Foi preciso se contentar em pegar o vice europeu, o Borussia Mönchengladbach, e já em 1978 – ano em que o grande reforço foi o arisco e temperamental ponta Carlos Salinas, mais um ex-River que sempre torcera pelo Boca a chegar ao barco. El Loco Salinas estava saudoso em 2016 sobre o mestre: “era um técnico muito motivador. Tinha o apoio do povo, do presidente, do plantel… e te fazia entender que o Boca era Sportivo Ganhar Sempre. Tão logo cheguei, me dei conta de que tinha que chegar nos pés, morder a orelha do rival, tinha que ganhar, ganhar e ganhar. Vivíamos concentrados em La Candela, porque jogávamos a cada três dias. Quando vinham as esposas nos visitar, ele as corria dali dizendo-lhes: ‘senhoras, quando eles deixarem o futebol já vão ter tempo para tudo'”.

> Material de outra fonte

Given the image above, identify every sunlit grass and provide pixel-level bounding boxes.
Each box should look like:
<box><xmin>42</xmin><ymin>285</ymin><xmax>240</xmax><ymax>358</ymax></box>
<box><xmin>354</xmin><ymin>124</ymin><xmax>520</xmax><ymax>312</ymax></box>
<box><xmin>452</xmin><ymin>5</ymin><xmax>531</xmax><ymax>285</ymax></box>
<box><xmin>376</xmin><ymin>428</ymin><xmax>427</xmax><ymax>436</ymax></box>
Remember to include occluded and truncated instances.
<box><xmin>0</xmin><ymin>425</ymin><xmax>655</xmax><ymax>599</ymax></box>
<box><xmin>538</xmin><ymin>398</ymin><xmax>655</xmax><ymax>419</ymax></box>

O ano de 1978 teve um primeiro semestre pouco digno, marcado pela perda da Copa Interamericana (antigo tira-teima entre vencedores da Libertadores e da Concacaf) para o América, o empate em 2-2 em plena Bombonera no primeiro duelo com os alemães do Gladbach e a ausência de qualquer jogador do Boca na seleção que venceria a Copa do Mundo ao fim de junho. Mas esse torneio renderia frutos indiretos: aproveitando a pausa do Metropolitano em prol do evento, Lorenzo levou toda a delegação a Córdoba, cidade utilizada pela concentração da seleção alemã-ocidental, a fim de espionar abertamente o estilo de jogo adversário e imaginar os antídotos (enquanto antecipava à Placar que Kempes, decepção na primeira fase, seria o craque da Copa). E não só: tratou de enviar emissários à própria Alemanha com semanas de antecedência ao jogo da volta para ter um relatório completo do Borussia, ciente de que o adversário não se daria aos mesmos trabalhos.
Por três meses, discutia cada sexta-feira no restaurante La Cabaña com os mais experientes a ideia de jogo. El Loco Salinas, naquela mesma nota de 2016, deu mais detalhes: “Lorenzo mandou antes um cara de sua confiança que falava alemão, para que visse como era o campo de jogo e todas essas coisas. Era um gramado muito rápido, como são todos agora, então preferiu pôr uma equipe mais leve e deixou de fora alguns titulares”. Com os relatórios em mãos, o treinador se permitiu abrir mão de sua famosa retranca (“no futebol se ataca e se contra-ataca. Havia vezes que me deixava atacar, porque os defensores rivais eram lentos para voltar. Provocava o espaço e os pegava no contrapé. É uma forma de jogo como qualquer outra”, minimizava em 1995). E seu Boca surrou por 3-0, dentro da Europa.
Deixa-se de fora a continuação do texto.